Recent Earthquakes Threaten New Madrid Fault?
With several large earthquakes rocking the "Ring of Fire" in the Pacific, a few of our viewers have been concerned that this will impact the New Madrid fault or cause it to shift. While this is a valid concern, the two are not directly linked. Since the New Madrid fault zone network is sub-continental, it is not linked to the Pacific Rim (like those along the West Coast of California, or Asian countries). Adding to that, the New Madrid fault zone is composed of different kinds of faults than those in California.
The Center for Earthquake Research and Information describes it as this: "The New Madrid fault system, or the New Madrid seismic zone, is a series of faults beneath the continental crust in a weak spot known as the Reelfoot Rift. It cannot be seen on the surface. The fault system extends 150 miles southward from Cairo, Illinois through New Madrid and Caruthersville, Missouri, down through Blytheville, Arkansas to Marked Tree, Arkansas. It dips into Kentucky near Fulton and into Tennessee near Reelfoot Lake, and extends southeast to Dyersburg, Tennessee. It crosses five state lines, and crosses the Mississippi River in at least three places."
The last major earthquakes to rumble the New Madrid zone were in 1811-1812, 1843, and 1895. Since then thousands of smaller earthquakes, 2.0 or less, have kept the fault active. These smaller earthquakes are not enough from keeping a bigger one from happening and scientists believe that a magnitude 6.0 or greater is possible within our children's lifetime.
Earthquakes of great magnitude are nearly impossible to predict. As a resident living in this "danger zone", I can only urge everyone living here with me to BE PREPARED. Unlike an ice storm or severe weather event, we would have NO warning to prepare for a natural disaster like this one. Like a smoke detector or weather radio, an emergency preparedness kit is ESSENTIAL to have and WILL be needed in the event a large magnitude earthquake centered anywhere on the New Madrid fault zone.
Because the New Madrid fault lies beneath a continental plate, it will "radiate" for hundreds of miles and cause damage much more widespread/severe than the same size earthquake in California. Memphis and St. Louis would suffer moderate to major structural damage. With our local towns right in the middle...think of what your impact would be.
Here is my motivation for keeping emergency supplies and survival necessities. I live in a rural area in Graves County. Surrounding my area are several small, old bridges crossing the tributaries of the Clarks River. Those bridges would collapse. I would be trapped in my community for several days, if not weeks. If even one of those bridges held up, I still have to cross overpasses and major bridges over the Cumberland, Tennessee, Ohio, or Mississippi Rivers to make my way out of the region...not to mention the area roads that will be susceptible to buckling and breaking along the way. My thoughts may seem a little doom and gloom for some of you but think about it!! All very plausible if the New Madrid fault were to sustain a large magnitude earthquake.

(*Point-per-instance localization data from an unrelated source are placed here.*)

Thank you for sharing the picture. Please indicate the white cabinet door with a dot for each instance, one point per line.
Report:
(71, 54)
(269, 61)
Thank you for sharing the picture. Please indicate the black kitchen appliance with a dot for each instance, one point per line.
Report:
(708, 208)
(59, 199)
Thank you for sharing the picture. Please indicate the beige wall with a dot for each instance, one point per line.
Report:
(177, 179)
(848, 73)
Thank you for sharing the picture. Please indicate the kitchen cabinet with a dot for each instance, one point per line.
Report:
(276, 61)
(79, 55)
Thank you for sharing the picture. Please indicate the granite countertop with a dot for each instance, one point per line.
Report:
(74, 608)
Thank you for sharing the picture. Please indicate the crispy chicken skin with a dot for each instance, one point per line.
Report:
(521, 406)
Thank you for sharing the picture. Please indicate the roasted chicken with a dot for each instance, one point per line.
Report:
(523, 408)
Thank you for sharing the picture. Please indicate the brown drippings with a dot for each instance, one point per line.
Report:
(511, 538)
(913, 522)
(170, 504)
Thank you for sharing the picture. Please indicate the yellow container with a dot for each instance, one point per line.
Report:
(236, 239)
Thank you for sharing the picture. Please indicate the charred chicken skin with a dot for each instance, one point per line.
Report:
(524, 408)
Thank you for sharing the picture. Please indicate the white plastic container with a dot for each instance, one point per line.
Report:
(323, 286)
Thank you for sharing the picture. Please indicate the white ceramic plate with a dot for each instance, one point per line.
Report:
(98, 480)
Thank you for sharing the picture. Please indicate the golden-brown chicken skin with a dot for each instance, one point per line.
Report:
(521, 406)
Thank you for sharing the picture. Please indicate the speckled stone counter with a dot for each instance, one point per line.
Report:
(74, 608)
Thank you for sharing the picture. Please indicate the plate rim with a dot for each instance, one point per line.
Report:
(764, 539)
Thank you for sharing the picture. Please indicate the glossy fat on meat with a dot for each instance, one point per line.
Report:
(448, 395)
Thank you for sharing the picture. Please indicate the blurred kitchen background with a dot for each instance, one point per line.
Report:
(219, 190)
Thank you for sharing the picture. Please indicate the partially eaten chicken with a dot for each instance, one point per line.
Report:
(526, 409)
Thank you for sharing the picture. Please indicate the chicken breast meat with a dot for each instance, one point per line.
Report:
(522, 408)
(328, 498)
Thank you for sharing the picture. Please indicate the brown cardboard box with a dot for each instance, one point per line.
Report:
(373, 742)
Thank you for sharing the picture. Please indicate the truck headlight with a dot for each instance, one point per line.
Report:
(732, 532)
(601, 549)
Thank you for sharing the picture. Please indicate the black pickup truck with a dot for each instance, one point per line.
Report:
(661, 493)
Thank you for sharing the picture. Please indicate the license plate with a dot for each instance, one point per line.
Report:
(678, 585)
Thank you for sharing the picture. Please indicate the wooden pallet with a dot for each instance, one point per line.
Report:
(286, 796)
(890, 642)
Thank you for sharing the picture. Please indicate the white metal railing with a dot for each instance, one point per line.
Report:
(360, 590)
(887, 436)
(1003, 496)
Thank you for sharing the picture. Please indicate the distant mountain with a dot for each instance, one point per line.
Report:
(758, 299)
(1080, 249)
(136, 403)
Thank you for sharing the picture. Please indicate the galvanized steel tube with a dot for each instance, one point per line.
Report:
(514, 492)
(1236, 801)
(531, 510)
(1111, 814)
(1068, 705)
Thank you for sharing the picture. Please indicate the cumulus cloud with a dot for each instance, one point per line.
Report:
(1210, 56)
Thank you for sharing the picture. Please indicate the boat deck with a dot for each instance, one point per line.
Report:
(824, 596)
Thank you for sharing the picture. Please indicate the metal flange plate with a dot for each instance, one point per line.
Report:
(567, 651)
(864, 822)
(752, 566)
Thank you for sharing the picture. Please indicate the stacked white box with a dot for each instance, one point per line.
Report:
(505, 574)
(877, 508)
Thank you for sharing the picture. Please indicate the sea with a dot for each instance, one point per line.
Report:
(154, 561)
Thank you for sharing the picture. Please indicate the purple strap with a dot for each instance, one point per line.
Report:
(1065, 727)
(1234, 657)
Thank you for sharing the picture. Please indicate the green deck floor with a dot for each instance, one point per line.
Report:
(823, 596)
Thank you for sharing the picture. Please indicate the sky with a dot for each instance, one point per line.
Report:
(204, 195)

While I try to remain positive and not think of the worst, I want to be prepared in the event my family and neighbors need help to live several days without outside help. This is a message that the Red Cross and FEMA have been trying to communicate for years and years. While those agencies would be the first to help and respond to such a disaster, they too would take a serious hit. Their families and offices would also be impacted. We would need to rely on outside help and that help may take days to reach our homes.
I am not saying you need to go out and spend several hundred dollars today to be fully prepared. What am I asking? I am hoping that each of you who read this will gather supplies with each trip to the grocery store, hardware store, or online. Preparing for this sort of disaster will also get you ready for anything!...Ice storms, severe weather, snow storms, long-term power outages.
For more help gathering supplies or making a preparedness kit, use the following links:
Make this a family affair. Children are great at helping make plans and taking on certain assigned tasks. Let them help you and it may cut down on any stress inflicted on them during disaster. Even if you only perform this once, run a practice drill like your children do at school. It is already familiar to them and will also make for less chaos when real action needs to be taken.
Thank you to all who read and respond to this by becoming more prepared. I welcome your thoughts and opinions or even questions concerning this post. Aside from being a Meteorologist, I am also a mother, wife, daughter, neighbor, and member of this community. I encourage everyone (including my family and neighbors) to be prepared so that we can more easily help ourselves and each other if a natural disaster strikes our region.